1973 photo courtesy of the Waterbury Time Machine
John Kosinski:
The station was purchased by Al Primo in late 1977. Al bought the station from Frank Stisser, the man who ran the Pulse radio ratings company. Frank also owned WEST AM/FM in Easton, PA. Frank and Al knew each other since both lived in Old Greenwich, CT.
Al I did community ascertainment interviews during the week between Christmas and New Year's Day 1978. I prepared the FCC paperwork with the attorney.

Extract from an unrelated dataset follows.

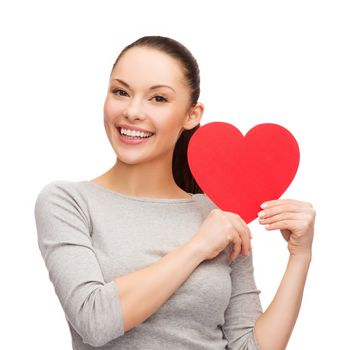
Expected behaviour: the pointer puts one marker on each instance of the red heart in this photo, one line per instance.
(238, 172)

When Frank sold the Easton combo, he took the EMI plat reverb unit and moved it to the Naugatuck studios of then-WOWW. We ran that when the new personality-AC format debuted on July 4, 1978 accompanied by a TV campaign on WTNH New Haven and the then-WATR-TV. Channel 20 was on the small stick from Prospect running paid religion and NBC network programming.

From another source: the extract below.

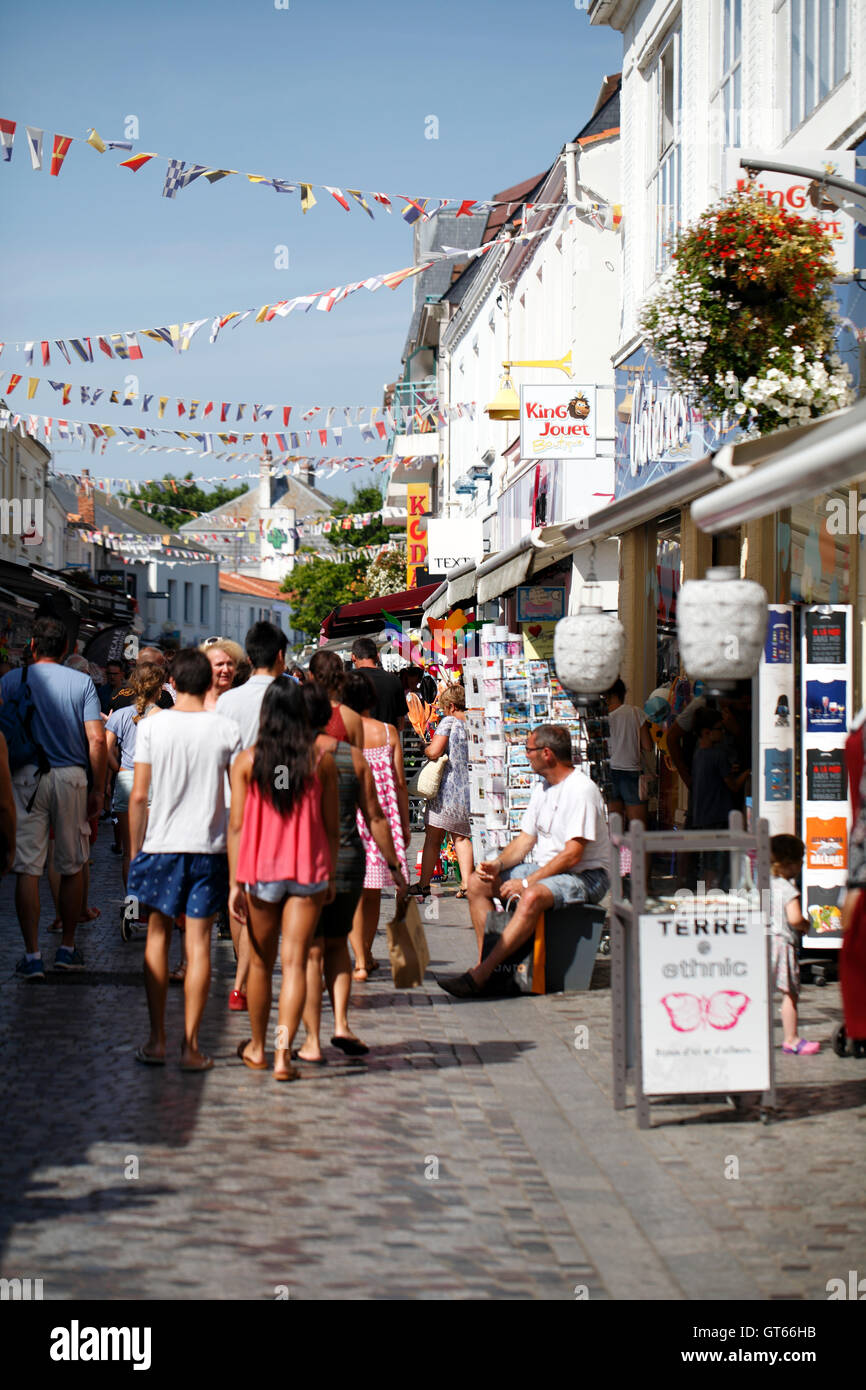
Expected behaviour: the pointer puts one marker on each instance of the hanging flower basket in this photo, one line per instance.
(744, 317)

WOWW became "14-NVR" for Naugatuck Valley Radio. Peters Productions "Someone to Turn To" jingle package was added.
For one week before the new format went on, all one heard on 1380 were teases and the old, all-over-the-road music format. Modulation was REDUCED five per cent each day leading up to the new format. On the day before the switch we were at the legal minimum modulation. Next day - BAM - in your face!!

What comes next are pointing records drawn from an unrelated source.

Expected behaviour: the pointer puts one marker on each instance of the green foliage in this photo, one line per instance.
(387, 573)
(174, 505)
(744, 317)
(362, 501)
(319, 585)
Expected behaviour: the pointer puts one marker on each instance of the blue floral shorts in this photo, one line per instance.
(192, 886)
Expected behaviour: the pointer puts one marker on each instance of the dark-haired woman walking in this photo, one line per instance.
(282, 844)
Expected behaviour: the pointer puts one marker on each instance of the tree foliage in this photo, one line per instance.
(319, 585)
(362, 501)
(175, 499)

The technical plant was improved concurrent with the sign-on: new board, six cart machines, processing, Sennheiser MD-421 microphones. Tom Osenkowsky served as CE for a period of time. Tom had 1380 sounding like an FM! That was the cleanest AM signal I ever heard. Part of the genius was to isolate the 421 from the rest of the audio chain. The 421 went into a UREI-LA-4A in the rack. Music was separately processed. The combination then went into a Durrough DAP 310.
Steve Thomas, now CT AP bureau chief, was hired away from WWCO as News Director. ESPN star Chris Berman was hired for his first job in broadcasting. He drove a red Ford station wagon around greater Waterbury in morning and afternoon drive times giving live traffic report on the two-way. He then co-hosted "Calling All Sports" with Bob Sagendorf who would later become Production Director at WCBS-FM.
The programming was second to none under the guidance of the legendary Joe McCoy. Joe had left 99X. We hired him. The rest is history. Joe did middays and was PD. He racked up MAJOR numbers for the station. Morning guy was Sebastian of Hartford radio fame. He was selling insurance when we hired him.
Primo hired three full-time news people. Two, thirty-minute news blocks aired at Noon and 6 p.m. Monday through Friday. Local news ran seven days a week.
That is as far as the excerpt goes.